Friday, February 28, 2014

Flash! Its Friday!


The wife and I went for a drive today. What else were we supposed to do? It's Sunday.

We were driving and talking, like we do most Sundays, driving aimlessly, again, like we do most Sundays. Sometimes just flipping a coin at an intersection; Heads is Right; Tails is Left kind of thing.

Next thing we know, the territory is beginning  to look familiar. And then we saw the Old Wood Church and we knew; we were close to Home. Not home, where we live, but Home, where we grew up. It had been a few years since we had been up this way, so we decided to drive past the old Home Place to see how she was fairing. I had the camera with me, so I took a picture. The old Place ain't fairing well, is it?

You wouldn't know it by looking at it, but Ma and Pa raised up seven of us there. 5 of us boys and the two girls. Juney- she was the youngest- she stayed on to tend to Ma after Pa died and then lived there on her own after Ma died for a couple of years. But she's been gone to Prestonburg probably better then 15 years. My brother Harold owns the place now; he lives in a new place he built when him and Jess married 30 some years ago up around the bend. Harold and I haven't spoke a word since Ma's funeral; Jess started laying claim to some of Ma's things right there over her coffin and Harold backed her up. He's never apologized; the first words I'll hear him say in 15 years had better be 'I'm sorry'.

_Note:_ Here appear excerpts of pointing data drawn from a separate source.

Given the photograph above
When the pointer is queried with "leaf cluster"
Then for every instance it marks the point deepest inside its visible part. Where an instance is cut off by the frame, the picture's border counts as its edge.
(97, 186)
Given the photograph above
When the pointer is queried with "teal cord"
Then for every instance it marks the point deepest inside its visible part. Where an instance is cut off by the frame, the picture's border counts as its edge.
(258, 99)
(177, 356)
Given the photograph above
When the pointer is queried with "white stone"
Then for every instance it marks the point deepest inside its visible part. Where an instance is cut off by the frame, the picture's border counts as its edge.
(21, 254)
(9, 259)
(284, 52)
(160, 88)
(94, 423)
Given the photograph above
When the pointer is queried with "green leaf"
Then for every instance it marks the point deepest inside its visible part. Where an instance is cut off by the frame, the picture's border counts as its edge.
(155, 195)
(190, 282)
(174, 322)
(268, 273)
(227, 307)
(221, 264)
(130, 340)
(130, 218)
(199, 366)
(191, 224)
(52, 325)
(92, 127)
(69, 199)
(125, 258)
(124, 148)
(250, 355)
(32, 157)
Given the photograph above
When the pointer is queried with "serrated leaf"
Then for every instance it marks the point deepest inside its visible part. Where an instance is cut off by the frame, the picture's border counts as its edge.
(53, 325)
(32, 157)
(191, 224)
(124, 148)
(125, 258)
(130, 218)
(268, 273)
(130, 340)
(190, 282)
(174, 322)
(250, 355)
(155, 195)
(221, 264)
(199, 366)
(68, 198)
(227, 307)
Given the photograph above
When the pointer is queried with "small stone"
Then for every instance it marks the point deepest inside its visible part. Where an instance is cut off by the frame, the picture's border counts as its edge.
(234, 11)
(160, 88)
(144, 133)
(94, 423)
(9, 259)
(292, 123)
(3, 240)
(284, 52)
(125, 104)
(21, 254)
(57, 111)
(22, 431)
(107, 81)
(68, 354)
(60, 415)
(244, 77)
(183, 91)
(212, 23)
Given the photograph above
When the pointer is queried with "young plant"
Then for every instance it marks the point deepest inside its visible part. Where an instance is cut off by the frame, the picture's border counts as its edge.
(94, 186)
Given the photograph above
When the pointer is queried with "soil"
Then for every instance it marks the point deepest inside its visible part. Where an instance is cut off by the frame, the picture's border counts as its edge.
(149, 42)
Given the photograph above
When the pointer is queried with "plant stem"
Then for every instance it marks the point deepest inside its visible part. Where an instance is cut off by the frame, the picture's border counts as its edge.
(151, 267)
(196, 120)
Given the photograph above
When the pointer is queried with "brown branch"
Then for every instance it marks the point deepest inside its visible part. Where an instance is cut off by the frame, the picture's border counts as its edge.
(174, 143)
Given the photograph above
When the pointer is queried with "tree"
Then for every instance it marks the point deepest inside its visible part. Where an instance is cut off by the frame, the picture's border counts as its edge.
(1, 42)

Sister Emily, she's the oldest, married while we was all kids. Here and her family lived over around Nellytown 'til Emily got the Cancer and died young. We kept up with her husband- Rick? Nick? something like that- and the kids until he remarried; She was a widow with money, and next thing you know our kind wasn't for the likes of them. We hear from them when one of the kids gets married or graduates from something, but that's about it.

We lost two boys in the war; Pete was on the Arizona on December 7th and John went missing in action on D-Day. The wife and I did make to Pearl to pay our respects to Pete; first trip we took after I retired, and we've had plans several times to get to Normandy, but something always seemed to come up, and now we're worried that were just to danged old.

Then there's Ellis. He always was the one on the edge of being crazy, or maybe he was just on the edge of being a genius; sometimes its hard to tell.

Ellis was the one who was always looking for that better way of doing something. Sometimes he found it, sometimes he didn't. Like the time he cut down two hoes and figured out a way to bolt them to his boots. He hated handling a hoe, and figured this way he could just walk through the corn, hoeing a row with each foot. He wound up cutting more corn that he did weeds, and when Pa saw what he did to a pair of hoes, he lit him up like a house a-fire.

Then there was the time we were berry picking and Ellis was tired of getting scratched all up and down his arms, so he stole a fork from Ma's good set of silverware, the set her Aunt Mable gave her as a wedding present, and proceeded to use it to pick berries by slipping the tines around the stem and flicking the berry into the air and catching it with the berry pail. Well, catching it with the pail sometimes. And he was picking berries at half the rate the rest of us was.

And then he dropped Ma's fork. When Pa found out he lit him up again. Only half the berries got picked- the birds got the rest of them- because we all stopped picking berries to find Ma's fork. We found the fork, but lost the light. Every Sunday morning for the next year Pa would remind us we could only have one biscuit with blackberry jam, because the birds got the berries instead of Ma. Be sure to thank Ellis.

I guess Ellis was more genius than crazy; he finally got one of his inventions to work, sold the patent, and himself, to John Deere; he's been working with them for the last 40 years out in Moline. Sends a card every Christmas and box of Holly Farm's cheese.

Sometimes it hard to think about how close we were then, and how far apart now. Emily, Pete and John passed on; Ellis out in Moline. We drive over to Prestonburg to see Juney one Sunday a month and go out to dinner someplace nice, like Big Boy. She never married; works in an office where they sell something or the other. Her and the wife chat on the phone dang near every evening but all I ever get is a quick 'Hey Junior; Elly home?'. And then there's Harold.

I wonder if he's home, since we're out this way.